Fruit-specific phenotypes of purple tomatoes expressing both Del and Ros1 under the control of E8 promoter. (a) Purple and wild-type (red) tomatoes (b) Comparative analysis of phenylpropanoid content and composition in purple vs wild type tomato fruit. HPLC chromatogram of methanol extracts from the purple line and wild- type (red line) tomato fruit. HPLC analysis, recorded at 535 nm of extracts from peel or flesh of ripe fruit. Peaks marked with numbers represent anthocyanins. Classification and identification of methanol soluble compounds was performed based on PDA absorbance and ESI-Q-TOF mass spectrometry. The purified compounds were analyzed by HPLC and ESI-MS/MS. Spectral characteristics, molecular ions and fragments obtained are tabulated.

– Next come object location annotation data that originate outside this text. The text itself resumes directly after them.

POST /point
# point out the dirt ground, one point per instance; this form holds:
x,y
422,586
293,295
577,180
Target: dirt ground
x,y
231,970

Identification was confirmed by hydrolysis and HPLC analysis of the respective acyl and sugar moieties.

Figure 5

Purple fruit of different varieties. Fruit were photographed in the F2 generation from crosses between purple tomato in the Moneymaker background and Ailsa Craig, Ohio 8423, Goldkrone, Maglia Rosa, and Lucinda.

Figure 6

Purple fruit in the Goldkrone genetic background of tomato. Fruit from different lines segregating in the F3 from a cross between purple tomato in the Moneymaker genetic background and the yellow tomato variety Goldkrone. Lines producing smaller fruit were selected for home growers, those producing larger fruit were selected for sales as “snacking tomatoes” and “limited edition” products for supermarkets. The anthocyanin content of the different lines is shown below in mg cyanidin-3-glucoside (C-3-G) equivalents per 100 g fresh weight of fruit.

Figure 7

Workflow for RSR review of biotechnology traits in crops (courtesy of USDA/APHIS).